Casual Conversation - How I View Docker

The enlightenment of Docker comes from innei, and I have learned a lot from the Mix Space CMS project.

The Essence of Docker#

First of all, let's clarify the concept of Docker. The official promotion is "Build once, run anywhere", but this statement needs some interpretation. If you build an image with Docker version 23.x, there may be exceptions on Docker 19.x. This is somewhat similar to the compatibility issue of Java JDK versions, where lower versions cannot run higher version Class files, which we are familiar with. What about images built with lower version Docker? Docker provides a migration process, which usually runs normally. This is different from JDK, where deprecated methods in higher versions cannot be used in lower versions.

After saying so much, what exactly is Docker?

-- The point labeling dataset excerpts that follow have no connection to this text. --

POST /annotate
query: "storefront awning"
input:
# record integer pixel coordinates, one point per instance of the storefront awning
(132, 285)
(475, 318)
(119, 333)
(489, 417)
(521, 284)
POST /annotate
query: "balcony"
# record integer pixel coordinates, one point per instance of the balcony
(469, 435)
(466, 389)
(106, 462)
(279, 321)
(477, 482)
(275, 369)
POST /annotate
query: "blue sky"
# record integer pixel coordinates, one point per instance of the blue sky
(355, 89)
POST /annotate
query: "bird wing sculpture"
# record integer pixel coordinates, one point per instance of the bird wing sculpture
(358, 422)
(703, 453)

I define Docker as a daemon program with an isolation environment. Of course, this definition is relatively popular. If we go a little deeper, Docker is a containerization platform that allows applications to run in independent containers by providing isolation environments.

So why do I emphasize the concept of a daemon program? That's because of the similarity between Docker and Linux. In Unix-like operating systems, after the kernel initialization is completed, an init process with PID = 1 will be started to handle subsequent user-space process startup and dependency operations. The same is true for Linux. Some distributions may link the daemon program as init, and some may not. But no matter what, these programs bear the responsibility of the init program. In other words, all programs are forked from this init process, and you can view the process relationship tree through tools like htop.

Applicable Scenarios for Containerization#

So what kind of programs are suitable for running with Docker? My practical experience tells me that programs with non-self-assigned states are suitable for Docker, such as common web backends, PHP CMS, and so on.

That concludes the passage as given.